New Jersey may look like deep Hillary Clinton territory, but the Barack Obama campaign says it’s starting to lay groundwork here.

National Campaign Manager David Plouffe and newly named New Jersey State Director Mark Alexander held a conference call today to announce the creation of a campaign office in West Orange, which will open next week, and the transfer and hiring of new staff.

Although some Democrats thought that Obama’s decision not to show up to last months Democratic State Convention last month indicated that he was writing the state off, his campaign reminded reporters that he will attend a large, low-dollar fundraising event in Newark on Monday with Mayor Cory Booker. The event, called “The Countdown for Change,” will be held in the New Jersey Performing Arts Center, where general admission will be $25 for adults and $15 for students.

Obama, his staff said, has been spending more time focusing on early primary states.

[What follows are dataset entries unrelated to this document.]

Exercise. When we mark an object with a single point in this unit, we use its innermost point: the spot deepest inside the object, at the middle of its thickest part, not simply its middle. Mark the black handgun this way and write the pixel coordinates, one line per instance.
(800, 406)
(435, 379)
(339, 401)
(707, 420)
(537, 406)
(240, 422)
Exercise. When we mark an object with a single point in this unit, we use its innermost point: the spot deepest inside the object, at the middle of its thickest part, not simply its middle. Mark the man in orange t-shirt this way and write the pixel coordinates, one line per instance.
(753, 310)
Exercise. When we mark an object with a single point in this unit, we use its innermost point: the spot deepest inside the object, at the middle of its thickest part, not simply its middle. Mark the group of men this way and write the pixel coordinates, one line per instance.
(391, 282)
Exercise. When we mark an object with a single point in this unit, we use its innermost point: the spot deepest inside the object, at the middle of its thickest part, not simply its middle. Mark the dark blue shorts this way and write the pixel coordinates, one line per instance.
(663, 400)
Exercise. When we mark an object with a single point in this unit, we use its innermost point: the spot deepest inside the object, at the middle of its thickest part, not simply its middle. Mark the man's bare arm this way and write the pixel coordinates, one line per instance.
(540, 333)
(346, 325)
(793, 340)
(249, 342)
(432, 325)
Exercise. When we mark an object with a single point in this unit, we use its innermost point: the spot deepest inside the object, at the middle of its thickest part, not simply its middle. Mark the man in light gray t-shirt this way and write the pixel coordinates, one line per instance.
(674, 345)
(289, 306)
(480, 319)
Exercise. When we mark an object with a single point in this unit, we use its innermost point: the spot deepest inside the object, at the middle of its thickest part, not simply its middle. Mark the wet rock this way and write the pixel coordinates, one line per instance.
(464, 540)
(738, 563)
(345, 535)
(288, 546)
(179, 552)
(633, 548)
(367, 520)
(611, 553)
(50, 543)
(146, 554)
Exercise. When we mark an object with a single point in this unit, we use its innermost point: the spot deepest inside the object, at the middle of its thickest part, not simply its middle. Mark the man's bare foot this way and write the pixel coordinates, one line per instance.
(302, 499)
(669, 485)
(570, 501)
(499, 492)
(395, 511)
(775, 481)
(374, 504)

Strong performances there, they said, will help him build momentum in Clinton-leaning states like New Jersey.

“We’re going to develop momentum out of Iowa and New Hampshire, marry that to the organization we build in New Jersey and we’ll be highly competitive in the state,” said Alexander.

Obama is closer to Clinton in Iowa than here in New Jersey. A De Moines Register poll from earlier this month put him at 22%, compared to John Edwards’s 23% and Clinton’s 29%. The gap is wider in New Hampshire, where a recent Marist College Institute for Public Opinonn poll showed Obama trailing Clinton by 21%. A recent Quinnipiac poll of New Jersey voters has Obama trailing Clinton by 31%.

But Alexander said that he’s not convinced that the New Jersey polls are accurate given Clinton’s attention in the New York media market, which is shared by northern New Jersey. Also, Alexander said, New Jersey has its own election coming up in a few weeks.

"I think that skews it….I’m not saying we would be up in the poll, but I’m not sure a 30 point gap is an accurate indication of where things stand," said Alexander.